『秋山記行』の中で鈴木牧之は、湯本村(切明)で秋田県からきた猟師に出会い、話を聞いている。
秋山記行の中では、「マタギ」という言葉はない。狩人・猟師という言葉で出ている。
大赤沢集落には、マタギと呼ばれる秋田猟師の子孫がいる。江戸時代、秋田県から来た親子が大赤沢集落に移住し、狩猟の技術や道具、山の神信仰を伝えた。ツメのついたカンジキを、アキタカンジキとも呼んでいる
旅マタギとして、大赤沢集落を訪れていた猟師が山で亡くなり、その猟師が持っていた「山立根本巻」が、今も伝わっている。この古文書は、津南町指定文化財に指定されている。

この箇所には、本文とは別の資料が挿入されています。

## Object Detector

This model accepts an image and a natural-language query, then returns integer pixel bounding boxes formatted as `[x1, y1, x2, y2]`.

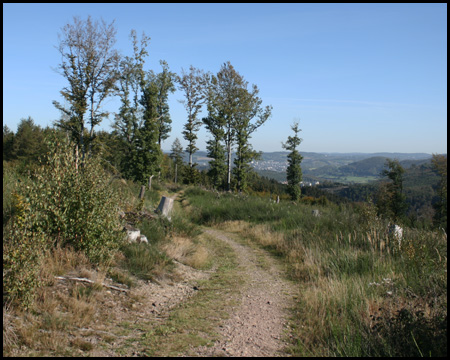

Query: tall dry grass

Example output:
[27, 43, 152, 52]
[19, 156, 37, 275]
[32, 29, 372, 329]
[186, 190, 447, 356]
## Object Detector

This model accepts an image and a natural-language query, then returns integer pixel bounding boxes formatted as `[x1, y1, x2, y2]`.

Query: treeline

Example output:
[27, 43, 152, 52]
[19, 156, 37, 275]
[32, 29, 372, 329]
[31, 17, 272, 191]
[329, 158, 447, 229]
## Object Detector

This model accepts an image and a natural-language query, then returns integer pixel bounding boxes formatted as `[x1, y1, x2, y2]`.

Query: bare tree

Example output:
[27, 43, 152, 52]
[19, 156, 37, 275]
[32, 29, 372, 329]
[53, 16, 120, 162]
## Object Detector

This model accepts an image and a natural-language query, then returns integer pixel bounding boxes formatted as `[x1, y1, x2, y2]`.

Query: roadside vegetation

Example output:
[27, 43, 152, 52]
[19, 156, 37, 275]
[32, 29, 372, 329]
[185, 189, 447, 356]
[3, 17, 447, 356]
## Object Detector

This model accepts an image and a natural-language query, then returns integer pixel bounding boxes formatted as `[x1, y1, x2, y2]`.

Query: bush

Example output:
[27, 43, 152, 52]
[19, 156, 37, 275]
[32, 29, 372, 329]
[3, 134, 124, 307]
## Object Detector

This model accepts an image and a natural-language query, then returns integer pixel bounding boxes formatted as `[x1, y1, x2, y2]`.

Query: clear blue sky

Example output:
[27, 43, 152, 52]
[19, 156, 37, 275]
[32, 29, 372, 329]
[3, 4, 447, 154]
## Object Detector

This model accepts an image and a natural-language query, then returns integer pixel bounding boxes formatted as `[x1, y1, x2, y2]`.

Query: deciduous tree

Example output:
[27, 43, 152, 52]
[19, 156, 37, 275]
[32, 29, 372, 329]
[53, 16, 120, 163]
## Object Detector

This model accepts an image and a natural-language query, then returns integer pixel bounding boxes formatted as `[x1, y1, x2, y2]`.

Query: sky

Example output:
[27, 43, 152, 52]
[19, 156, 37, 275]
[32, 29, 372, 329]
[3, 3, 447, 154]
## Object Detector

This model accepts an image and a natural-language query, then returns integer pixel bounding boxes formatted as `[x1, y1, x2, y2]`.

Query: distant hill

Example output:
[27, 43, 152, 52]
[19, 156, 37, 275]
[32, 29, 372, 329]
[164, 151, 431, 183]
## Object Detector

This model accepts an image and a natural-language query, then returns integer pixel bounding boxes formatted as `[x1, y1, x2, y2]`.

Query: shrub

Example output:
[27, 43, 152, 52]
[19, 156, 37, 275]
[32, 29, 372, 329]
[3, 134, 123, 307]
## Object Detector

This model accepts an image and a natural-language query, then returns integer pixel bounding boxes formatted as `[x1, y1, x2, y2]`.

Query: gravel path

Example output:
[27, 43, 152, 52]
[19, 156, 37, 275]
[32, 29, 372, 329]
[194, 229, 295, 356]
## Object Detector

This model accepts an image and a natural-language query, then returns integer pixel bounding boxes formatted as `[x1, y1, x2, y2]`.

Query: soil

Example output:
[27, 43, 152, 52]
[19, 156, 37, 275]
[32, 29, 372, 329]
[7, 229, 296, 357]
[188, 229, 295, 357]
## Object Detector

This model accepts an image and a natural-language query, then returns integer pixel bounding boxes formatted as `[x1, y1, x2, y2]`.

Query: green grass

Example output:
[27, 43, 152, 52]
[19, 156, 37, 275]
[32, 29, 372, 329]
[116, 231, 243, 356]
[185, 189, 447, 356]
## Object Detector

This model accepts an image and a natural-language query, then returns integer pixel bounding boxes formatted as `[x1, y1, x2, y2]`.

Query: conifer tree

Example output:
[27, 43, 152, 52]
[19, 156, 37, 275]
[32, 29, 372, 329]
[282, 122, 303, 201]
[177, 65, 209, 183]
[377, 159, 408, 222]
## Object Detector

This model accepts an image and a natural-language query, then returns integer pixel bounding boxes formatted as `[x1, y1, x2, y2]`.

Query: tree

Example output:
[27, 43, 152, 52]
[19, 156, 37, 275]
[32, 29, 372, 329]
[377, 159, 408, 222]
[114, 30, 151, 179]
[3, 125, 14, 161]
[170, 138, 183, 183]
[11, 116, 46, 164]
[208, 62, 271, 190]
[282, 122, 303, 201]
[53, 16, 120, 164]
[431, 154, 447, 232]
[149, 60, 176, 147]
[203, 115, 227, 189]
[177, 65, 209, 181]
[133, 81, 162, 184]
[234, 84, 272, 191]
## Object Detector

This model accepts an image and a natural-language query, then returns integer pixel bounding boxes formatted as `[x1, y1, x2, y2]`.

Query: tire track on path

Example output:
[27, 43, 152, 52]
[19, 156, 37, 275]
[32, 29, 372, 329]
[193, 229, 295, 356]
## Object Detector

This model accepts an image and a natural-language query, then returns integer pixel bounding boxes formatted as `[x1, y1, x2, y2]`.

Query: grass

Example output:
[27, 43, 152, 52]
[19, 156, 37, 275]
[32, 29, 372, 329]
[136, 231, 243, 356]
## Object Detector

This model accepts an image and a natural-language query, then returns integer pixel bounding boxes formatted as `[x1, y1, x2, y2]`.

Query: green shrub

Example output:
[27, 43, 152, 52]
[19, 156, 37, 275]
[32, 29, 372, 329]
[23, 134, 123, 264]
[3, 134, 124, 307]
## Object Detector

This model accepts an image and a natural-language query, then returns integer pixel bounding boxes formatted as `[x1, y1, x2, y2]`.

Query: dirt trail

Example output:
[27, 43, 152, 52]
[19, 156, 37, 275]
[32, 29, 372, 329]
[189, 229, 295, 356]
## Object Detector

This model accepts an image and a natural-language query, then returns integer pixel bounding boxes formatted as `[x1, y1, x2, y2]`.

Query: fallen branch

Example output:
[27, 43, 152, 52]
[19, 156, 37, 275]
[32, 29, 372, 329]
[55, 276, 128, 292]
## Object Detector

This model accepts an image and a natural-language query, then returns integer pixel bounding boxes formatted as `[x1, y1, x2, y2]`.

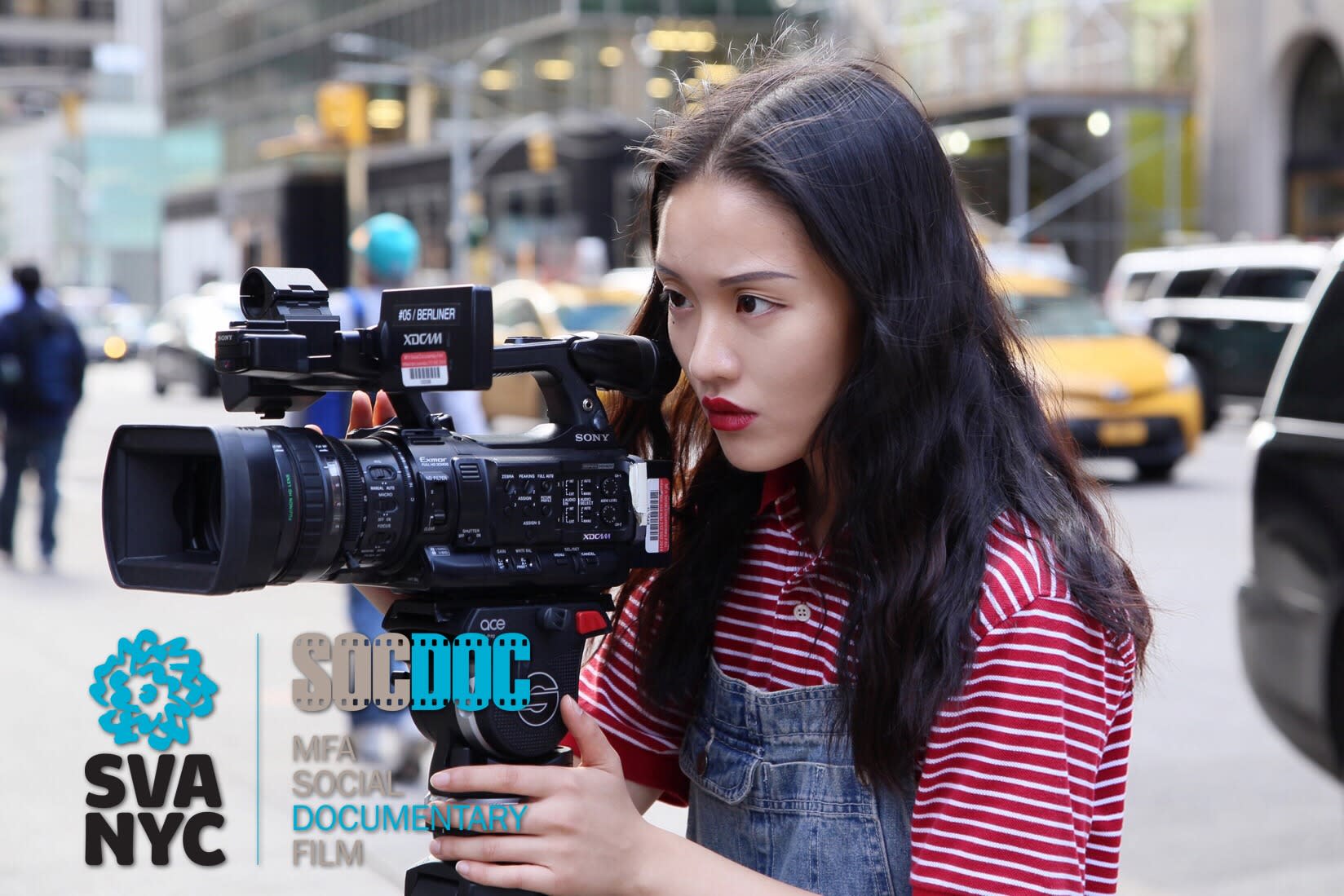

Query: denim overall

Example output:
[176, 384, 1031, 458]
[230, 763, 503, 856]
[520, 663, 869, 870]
[680, 660, 914, 896]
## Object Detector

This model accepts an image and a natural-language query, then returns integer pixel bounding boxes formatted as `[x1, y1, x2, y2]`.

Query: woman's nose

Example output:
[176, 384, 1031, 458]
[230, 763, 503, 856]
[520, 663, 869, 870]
[687, 315, 741, 383]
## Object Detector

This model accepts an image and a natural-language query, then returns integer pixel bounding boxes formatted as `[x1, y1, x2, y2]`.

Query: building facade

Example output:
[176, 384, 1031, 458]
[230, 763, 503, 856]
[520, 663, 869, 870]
[865, 0, 1201, 286]
[1196, 0, 1344, 239]
[164, 0, 811, 287]
[0, 0, 162, 303]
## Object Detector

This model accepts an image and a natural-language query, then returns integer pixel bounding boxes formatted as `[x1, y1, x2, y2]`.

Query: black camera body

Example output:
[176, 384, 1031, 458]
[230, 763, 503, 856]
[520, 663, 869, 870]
[102, 267, 680, 896]
[104, 267, 678, 601]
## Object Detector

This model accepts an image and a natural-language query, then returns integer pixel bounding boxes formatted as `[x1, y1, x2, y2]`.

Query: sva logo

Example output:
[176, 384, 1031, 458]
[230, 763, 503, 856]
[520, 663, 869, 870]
[85, 629, 224, 865]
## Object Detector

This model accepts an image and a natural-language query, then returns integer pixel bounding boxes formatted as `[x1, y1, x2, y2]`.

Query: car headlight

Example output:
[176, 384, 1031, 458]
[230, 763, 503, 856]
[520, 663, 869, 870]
[1166, 355, 1199, 388]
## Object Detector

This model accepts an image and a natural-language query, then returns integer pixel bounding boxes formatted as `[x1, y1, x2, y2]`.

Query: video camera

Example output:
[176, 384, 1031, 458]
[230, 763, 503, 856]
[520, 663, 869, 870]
[102, 267, 679, 896]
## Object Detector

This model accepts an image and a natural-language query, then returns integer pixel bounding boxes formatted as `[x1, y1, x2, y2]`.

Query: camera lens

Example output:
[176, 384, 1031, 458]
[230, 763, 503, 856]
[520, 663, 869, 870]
[104, 426, 414, 594]
[174, 458, 223, 554]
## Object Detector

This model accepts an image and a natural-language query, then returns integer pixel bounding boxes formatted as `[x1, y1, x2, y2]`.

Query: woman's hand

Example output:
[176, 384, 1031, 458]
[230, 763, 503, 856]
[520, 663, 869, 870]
[430, 697, 672, 896]
[347, 391, 400, 612]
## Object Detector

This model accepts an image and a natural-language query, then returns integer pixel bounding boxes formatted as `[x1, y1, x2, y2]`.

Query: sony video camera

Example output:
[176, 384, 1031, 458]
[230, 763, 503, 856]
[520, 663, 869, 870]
[102, 267, 680, 894]
[104, 267, 678, 602]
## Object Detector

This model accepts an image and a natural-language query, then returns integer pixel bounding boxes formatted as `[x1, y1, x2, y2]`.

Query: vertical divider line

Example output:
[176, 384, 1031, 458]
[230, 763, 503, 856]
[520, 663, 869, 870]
[255, 631, 261, 865]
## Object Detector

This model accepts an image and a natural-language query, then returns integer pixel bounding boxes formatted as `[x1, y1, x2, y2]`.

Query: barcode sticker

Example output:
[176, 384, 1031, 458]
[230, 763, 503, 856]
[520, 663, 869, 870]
[402, 352, 448, 386]
[643, 479, 670, 554]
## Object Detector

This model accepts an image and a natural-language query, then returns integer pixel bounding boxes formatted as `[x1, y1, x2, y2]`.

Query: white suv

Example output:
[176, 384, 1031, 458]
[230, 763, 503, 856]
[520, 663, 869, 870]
[1102, 241, 1329, 427]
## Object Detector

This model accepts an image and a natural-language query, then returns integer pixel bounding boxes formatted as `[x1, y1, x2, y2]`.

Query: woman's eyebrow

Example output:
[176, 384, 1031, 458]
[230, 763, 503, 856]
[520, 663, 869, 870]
[653, 262, 798, 286]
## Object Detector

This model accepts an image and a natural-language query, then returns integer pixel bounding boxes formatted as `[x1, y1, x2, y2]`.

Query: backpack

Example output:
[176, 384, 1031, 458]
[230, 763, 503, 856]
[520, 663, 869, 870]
[0, 309, 83, 417]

この「山立根本巻」は、マタギの祖とされる万事万三郎が日光権現の危機を救い、山で狩りをすることが許された「山立御免」を受けたという伝説が書かれており、マタギの起源とされている。これは、マタギが狩猟を行うことを正当化し、他の地域での狩猟を許可する「特権」を証明する役割を持っていた。
また、秋田県北秋田市阿仁地方における聞き込み調査では、秋田県から歩いて1週間で佐渡が見えた。そして、さらに1週間歩くと、苗場山についたという。秋田マタギは秋山周辺で狩猟して得た「熊の胆」を富山県まで行き、薬売りに売ったと伝う。そのお金で伊勢神宮を参拝してから、秋田県まで帰ったという。